I experience an error in the following code while trying to run the .csv file.:

UnicodeDecodeError: 'utf-8' codec can't decode byte 0xe2 in position 504: invalid continuation byte.

I do not know why I am facing this error.Can anyone help me out with this?

Pedro Lobito
  • 94,083
  • 31
  • 258
  • 268
  • try `data = pd.read_csv("/Milk_Papers_Estimated_Class.csv", encoding="latin1")` or other encoding... – Pedro Lobito Mar 02 '20 at 20:39
  • Try this post: https://stackoverflow.com/questions/56453782/utf-8-codec-cant-decode-byte-0xe2-invalid-continuation-byte-error – Khaled Adrani Mar 02 '20 at 20:40
  • Pandas assumes the file is utf-8 encoded. This automatically works with ascii/latin1 encodings which is a subset of utf-8 already. But apparently this file has some other encoding, like perhaps utf-16 or a windows code page.
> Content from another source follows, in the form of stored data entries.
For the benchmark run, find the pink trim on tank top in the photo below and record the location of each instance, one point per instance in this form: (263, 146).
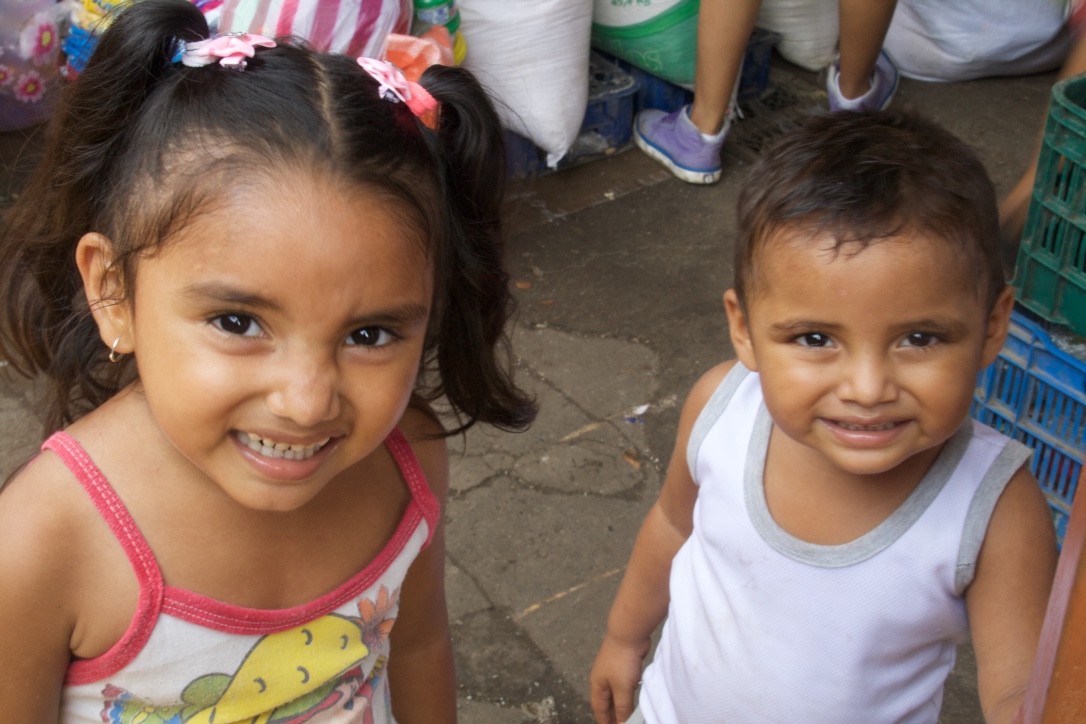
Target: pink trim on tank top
(139, 554)
(158, 598)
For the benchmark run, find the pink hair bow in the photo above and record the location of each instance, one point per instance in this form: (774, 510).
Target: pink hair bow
(230, 50)
(393, 86)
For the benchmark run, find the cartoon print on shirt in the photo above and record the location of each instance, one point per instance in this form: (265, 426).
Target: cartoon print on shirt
(287, 677)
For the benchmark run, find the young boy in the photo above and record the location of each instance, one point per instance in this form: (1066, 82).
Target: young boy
(833, 524)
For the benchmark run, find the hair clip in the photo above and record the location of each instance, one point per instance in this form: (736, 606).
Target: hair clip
(393, 86)
(231, 50)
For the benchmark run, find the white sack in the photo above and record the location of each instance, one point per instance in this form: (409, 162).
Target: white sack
(532, 55)
(808, 29)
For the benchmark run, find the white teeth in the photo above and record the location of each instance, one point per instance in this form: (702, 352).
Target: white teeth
(884, 426)
(272, 448)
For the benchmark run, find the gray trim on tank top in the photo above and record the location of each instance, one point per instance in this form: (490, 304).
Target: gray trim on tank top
(1012, 457)
(714, 408)
(992, 485)
(871, 543)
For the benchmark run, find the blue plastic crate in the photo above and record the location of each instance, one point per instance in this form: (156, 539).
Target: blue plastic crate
(754, 78)
(607, 126)
(1036, 393)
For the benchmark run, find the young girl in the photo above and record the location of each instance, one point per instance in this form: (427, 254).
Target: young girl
(243, 267)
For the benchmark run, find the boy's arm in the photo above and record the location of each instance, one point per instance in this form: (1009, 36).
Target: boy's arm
(1009, 595)
(643, 597)
(421, 676)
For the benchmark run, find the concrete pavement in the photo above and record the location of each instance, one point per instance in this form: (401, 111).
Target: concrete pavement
(619, 270)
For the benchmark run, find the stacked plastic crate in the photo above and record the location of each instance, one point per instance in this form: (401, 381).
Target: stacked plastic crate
(1035, 392)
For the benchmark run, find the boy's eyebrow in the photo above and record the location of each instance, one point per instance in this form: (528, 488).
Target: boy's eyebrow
(399, 314)
(931, 325)
(802, 325)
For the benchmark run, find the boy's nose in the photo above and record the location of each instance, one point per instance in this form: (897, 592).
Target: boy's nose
(305, 391)
(868, 380)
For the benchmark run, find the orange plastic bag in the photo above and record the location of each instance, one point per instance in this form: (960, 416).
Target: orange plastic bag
(414, 54)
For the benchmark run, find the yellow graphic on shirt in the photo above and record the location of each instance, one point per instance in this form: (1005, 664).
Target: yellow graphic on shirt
(287, 677)
(282, 667)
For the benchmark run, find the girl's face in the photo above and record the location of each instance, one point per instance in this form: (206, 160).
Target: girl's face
(278, 337)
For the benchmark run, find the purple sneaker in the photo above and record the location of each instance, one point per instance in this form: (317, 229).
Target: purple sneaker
(883, 86)
(673, 140)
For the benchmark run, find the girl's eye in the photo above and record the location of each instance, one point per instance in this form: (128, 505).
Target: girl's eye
(237, 324)
(369, 337)
(813, 340)
(920, 340)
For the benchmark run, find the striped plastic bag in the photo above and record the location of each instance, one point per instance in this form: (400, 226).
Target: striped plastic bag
(354, 27)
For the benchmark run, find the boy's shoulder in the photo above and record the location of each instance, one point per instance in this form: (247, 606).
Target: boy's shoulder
(708, 384)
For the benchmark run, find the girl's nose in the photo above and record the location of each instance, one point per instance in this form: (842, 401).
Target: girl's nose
(306, 391)
(868, 380)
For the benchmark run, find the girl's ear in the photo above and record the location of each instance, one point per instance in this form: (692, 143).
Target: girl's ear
(103, 284)
(999, 320)
(740, 330)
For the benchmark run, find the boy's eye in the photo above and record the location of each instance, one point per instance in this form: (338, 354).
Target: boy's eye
(920, 340)
(237, 324)
(813, 340)
(369, 337)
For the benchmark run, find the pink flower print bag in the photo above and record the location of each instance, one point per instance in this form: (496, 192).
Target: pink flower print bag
(29, 42)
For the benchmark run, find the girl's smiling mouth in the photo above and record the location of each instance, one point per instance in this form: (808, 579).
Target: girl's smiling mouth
(275, 449)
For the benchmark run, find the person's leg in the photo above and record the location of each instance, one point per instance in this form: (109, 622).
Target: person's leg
(862, 28)
(687, 141)
(723, 30)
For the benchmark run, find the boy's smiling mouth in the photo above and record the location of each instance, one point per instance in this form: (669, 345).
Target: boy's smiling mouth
(866, 428)
(272, 448)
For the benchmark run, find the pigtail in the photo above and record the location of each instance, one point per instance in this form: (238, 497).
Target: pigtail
(472, 356)
(46, 326)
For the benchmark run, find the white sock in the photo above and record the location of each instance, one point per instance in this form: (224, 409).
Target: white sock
(851, 103)
(710, 138)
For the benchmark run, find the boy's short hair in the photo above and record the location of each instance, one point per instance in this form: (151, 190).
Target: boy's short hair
(864, 176)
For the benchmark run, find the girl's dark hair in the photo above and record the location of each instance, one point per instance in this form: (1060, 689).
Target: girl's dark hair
(139, 143)
(862, 176)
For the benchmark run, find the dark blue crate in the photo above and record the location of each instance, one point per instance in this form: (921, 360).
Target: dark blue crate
(754, 78)
(1036, 393)
(609, 111)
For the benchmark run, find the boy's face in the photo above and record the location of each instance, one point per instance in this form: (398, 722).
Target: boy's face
(869, 356)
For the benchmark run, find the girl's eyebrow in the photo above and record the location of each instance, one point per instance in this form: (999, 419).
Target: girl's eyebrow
(223, 294)
(218, 293)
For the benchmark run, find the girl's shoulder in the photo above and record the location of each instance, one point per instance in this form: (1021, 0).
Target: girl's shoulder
(48, 534)
(425, 433)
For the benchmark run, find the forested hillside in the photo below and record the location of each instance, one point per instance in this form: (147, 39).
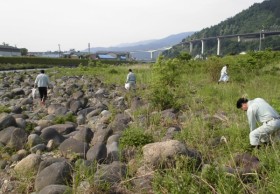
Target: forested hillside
(259, 17)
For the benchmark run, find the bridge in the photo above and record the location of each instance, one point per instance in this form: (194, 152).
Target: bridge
(257, 35)
(152, 52)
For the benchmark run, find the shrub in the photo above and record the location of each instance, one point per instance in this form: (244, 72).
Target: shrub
(135, 137)
(167, 75)
(4, 109)
(63, 119)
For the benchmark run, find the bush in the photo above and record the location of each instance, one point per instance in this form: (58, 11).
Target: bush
(63, 119)
(167, 75)
(135, 137)
(4, 109)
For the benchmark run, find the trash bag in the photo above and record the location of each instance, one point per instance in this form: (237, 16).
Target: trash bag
(33, 93)
(127, 86)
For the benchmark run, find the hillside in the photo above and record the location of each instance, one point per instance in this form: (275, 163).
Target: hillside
(179, 132)
(260, 16)
(140, 48)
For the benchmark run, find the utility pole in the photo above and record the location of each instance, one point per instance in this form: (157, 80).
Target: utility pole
(260, 46)
(59, 50)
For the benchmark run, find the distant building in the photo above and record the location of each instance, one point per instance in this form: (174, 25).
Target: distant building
(111, 55)
(9, 51)
(47, 54)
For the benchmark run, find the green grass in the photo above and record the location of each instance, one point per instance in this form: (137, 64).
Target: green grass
(198, 90)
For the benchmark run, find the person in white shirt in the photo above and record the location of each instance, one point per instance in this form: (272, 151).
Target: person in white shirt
(42, 82)
(131, 79)
(260, 112)
(224, 75)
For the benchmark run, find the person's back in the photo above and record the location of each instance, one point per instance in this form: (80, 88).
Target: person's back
(42, 80)
(263, 111)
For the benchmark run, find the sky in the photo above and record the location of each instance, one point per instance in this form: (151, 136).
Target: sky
(50, 25)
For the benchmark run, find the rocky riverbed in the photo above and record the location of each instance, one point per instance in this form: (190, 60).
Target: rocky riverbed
(48, 154)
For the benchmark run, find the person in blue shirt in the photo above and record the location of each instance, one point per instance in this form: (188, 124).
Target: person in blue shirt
(260, 112)
(42, 82)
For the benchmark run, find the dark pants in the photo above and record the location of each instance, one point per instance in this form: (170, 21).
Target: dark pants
(43, 93)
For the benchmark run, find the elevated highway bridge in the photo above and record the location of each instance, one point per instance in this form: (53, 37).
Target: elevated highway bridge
(257, 35)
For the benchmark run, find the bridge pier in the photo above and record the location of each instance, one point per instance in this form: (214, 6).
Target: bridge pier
(218, 46)
(202, 47)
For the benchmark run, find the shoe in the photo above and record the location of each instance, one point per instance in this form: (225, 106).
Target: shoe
(252, 147)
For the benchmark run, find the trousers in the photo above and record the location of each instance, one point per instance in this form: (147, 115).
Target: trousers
(262, 133)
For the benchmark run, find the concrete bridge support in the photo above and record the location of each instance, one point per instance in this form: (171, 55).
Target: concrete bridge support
(218, 46)
(191, 47)
(202, 47)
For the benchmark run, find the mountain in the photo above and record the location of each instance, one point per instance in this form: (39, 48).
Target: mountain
(145, 45)
(259, 17)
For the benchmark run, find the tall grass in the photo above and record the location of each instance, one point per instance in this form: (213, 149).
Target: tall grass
(252, 75)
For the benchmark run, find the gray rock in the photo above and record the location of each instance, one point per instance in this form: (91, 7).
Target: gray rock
(111, 173)
(56, 189)
(73, 146)
(98, 152)
(60, 174)
(7, 120)
(28, 164)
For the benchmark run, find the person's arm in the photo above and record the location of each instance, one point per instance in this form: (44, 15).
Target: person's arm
(251, 112)
(226, 70)
(36, 82)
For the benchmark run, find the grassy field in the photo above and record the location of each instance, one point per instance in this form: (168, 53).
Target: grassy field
(193, 90)
(251, 76)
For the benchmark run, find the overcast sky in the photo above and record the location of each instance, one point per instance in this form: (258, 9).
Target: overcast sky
(42, 25)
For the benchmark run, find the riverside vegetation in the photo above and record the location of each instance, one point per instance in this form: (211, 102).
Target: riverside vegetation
(205, 119)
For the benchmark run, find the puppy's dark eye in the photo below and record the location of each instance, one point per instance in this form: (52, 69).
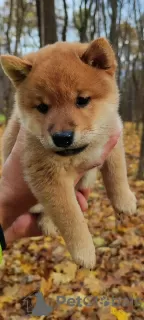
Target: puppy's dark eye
(82, 102)
(43, 108)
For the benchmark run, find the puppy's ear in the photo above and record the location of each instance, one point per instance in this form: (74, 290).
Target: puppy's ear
(100, 54)
(15, 68)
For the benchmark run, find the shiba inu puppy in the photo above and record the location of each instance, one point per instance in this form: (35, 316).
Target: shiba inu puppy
(67, 100)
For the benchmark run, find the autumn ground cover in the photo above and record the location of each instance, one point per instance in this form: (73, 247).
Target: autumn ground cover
(45, 264)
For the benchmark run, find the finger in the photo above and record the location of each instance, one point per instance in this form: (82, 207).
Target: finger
(24, 226)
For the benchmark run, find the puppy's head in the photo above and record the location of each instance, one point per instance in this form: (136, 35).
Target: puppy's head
(66, 93)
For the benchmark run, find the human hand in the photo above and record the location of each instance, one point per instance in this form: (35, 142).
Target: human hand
(16, 198)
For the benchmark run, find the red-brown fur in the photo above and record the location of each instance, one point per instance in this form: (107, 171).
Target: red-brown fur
(56, 75)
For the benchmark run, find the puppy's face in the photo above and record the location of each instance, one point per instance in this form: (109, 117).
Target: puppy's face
(66, 94)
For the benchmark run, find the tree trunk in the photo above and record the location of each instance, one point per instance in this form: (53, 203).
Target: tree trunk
(140, 174)
(113, 27)
(46, 21)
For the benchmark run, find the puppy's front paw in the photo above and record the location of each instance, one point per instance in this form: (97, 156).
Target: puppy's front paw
(47, 226)
(85, 256)
(125, 202)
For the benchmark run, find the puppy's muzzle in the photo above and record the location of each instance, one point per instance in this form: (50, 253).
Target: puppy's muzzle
(63, 139)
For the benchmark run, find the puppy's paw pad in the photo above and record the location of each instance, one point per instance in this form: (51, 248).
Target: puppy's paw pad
(48, 227)
(38, 208)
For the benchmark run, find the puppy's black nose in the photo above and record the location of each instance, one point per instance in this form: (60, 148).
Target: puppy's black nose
(63, 139)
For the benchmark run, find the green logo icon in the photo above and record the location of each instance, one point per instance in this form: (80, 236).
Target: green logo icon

Do you know how the file is encoded? – tdelaney Mar 02 '20 at 20:41

1 Answers1

0

By default the read_csv takes utf-8 as the encoder.

data = pd.read_csv("/Milk_Papers_Estimated_Class.csv", encoding='latin-1')

Try giving the encoding as latin-1 Might work:")

Srivatsav Raghu
  • 399
  • 4
  • 11